Well it depends on your implementation and your navigational graph. If you’re using a navmesh with a low branching factor e.g. 3 then, at worst, you’ll be doing 2 open list addition/updates per node and a priority queue would help but for a grid maps with a high branching factor that may not be the case. A good method to profile your A* algorithm is to record the number of open list operations (additions, updates, insertions, etc) and then choose an open list data structure based on your application’s usage patterns. Even though priority queues are ubiquitous in A* implementations, no one mentions that YMMV with them. Hell in some cases a simple bucket approach to open list storage has been shown to offer significant improvements over a priority queue approach. Don’t just assume a priority queue is the best approach to use.

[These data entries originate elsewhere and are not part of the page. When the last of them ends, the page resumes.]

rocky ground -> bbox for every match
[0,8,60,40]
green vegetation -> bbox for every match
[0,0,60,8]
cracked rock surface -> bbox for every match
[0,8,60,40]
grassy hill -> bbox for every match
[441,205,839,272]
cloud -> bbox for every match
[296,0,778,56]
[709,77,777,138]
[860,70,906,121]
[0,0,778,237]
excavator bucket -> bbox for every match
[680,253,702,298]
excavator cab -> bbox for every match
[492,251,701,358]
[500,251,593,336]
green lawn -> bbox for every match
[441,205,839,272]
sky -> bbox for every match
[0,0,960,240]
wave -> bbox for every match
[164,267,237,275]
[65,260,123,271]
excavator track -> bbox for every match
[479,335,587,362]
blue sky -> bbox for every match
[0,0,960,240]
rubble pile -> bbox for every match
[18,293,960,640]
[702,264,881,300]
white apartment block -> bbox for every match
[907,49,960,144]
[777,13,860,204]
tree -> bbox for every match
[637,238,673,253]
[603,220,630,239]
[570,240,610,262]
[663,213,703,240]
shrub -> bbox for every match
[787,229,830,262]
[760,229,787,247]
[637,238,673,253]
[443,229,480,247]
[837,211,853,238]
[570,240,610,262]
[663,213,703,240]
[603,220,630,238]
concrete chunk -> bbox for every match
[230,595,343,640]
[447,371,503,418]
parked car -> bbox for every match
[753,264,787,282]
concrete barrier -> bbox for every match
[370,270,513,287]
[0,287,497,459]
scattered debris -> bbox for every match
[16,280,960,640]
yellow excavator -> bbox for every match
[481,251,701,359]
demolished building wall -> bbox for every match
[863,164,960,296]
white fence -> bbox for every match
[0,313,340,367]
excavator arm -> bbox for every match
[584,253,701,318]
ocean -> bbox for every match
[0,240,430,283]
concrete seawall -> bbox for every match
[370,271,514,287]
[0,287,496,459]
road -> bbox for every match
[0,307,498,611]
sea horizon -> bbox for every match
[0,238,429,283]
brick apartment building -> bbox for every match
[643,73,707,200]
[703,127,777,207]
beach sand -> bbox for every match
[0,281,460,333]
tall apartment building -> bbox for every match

Another cute trick when it comes to open list operations is the early exploration of successor nodes. Since A* always explores the node with the lowest F cost at each iteration. If during a node’s exploration a successor node is discovered with an F cost that is the same or less than the currently explored node’s F cost (i.e. with a lower F cost than all the nodes on the open list) then that successor node can be directly explored at the next iteration without being added and then subsequently removed from the open list. This means that two costly open list operations are saved with no drawbacks. Now considering that during the exploration of a node several nodes may have F values lower than the current node, one of two methods can be used:
- The first successor node encountered which is lower than or equal to the current F cost is marked for early exploration
- Store each successor node with a lower F cost then mark the lowest F cost node from them for early exploration. The rest of the nodes are added to the open list.
Obviously if such a successor node is already on the open list, it needs to be removed from it before being explored.
Again this optimization is more useful for navigational graphs with high branching factors (i.e. grid based graphs rather than for example navmesh based navigational graphs which have low branching factors). The benefit of the early expansion is since for graphs with high branching factors a large number of nodes are added to the open list when a node is explored for the first time, in being able to reduce the costs of the node addition is beneficial especially in the case of long straight uninterupted paths. In such cases, the early exploration will always occur and the overall search time will be reduced.
Anyways, this was a very brief post (more like a random collection of thoughts) on some possible optimizations to the basic A* algorithm. It wasn’t exactly super technical but I’m a bit bored and this was a good way to kill some time on a lazy public holiday afternoon. Again I need to say that there is no one set of optimizations that will work in all situations, evaluate your application and optimize for it.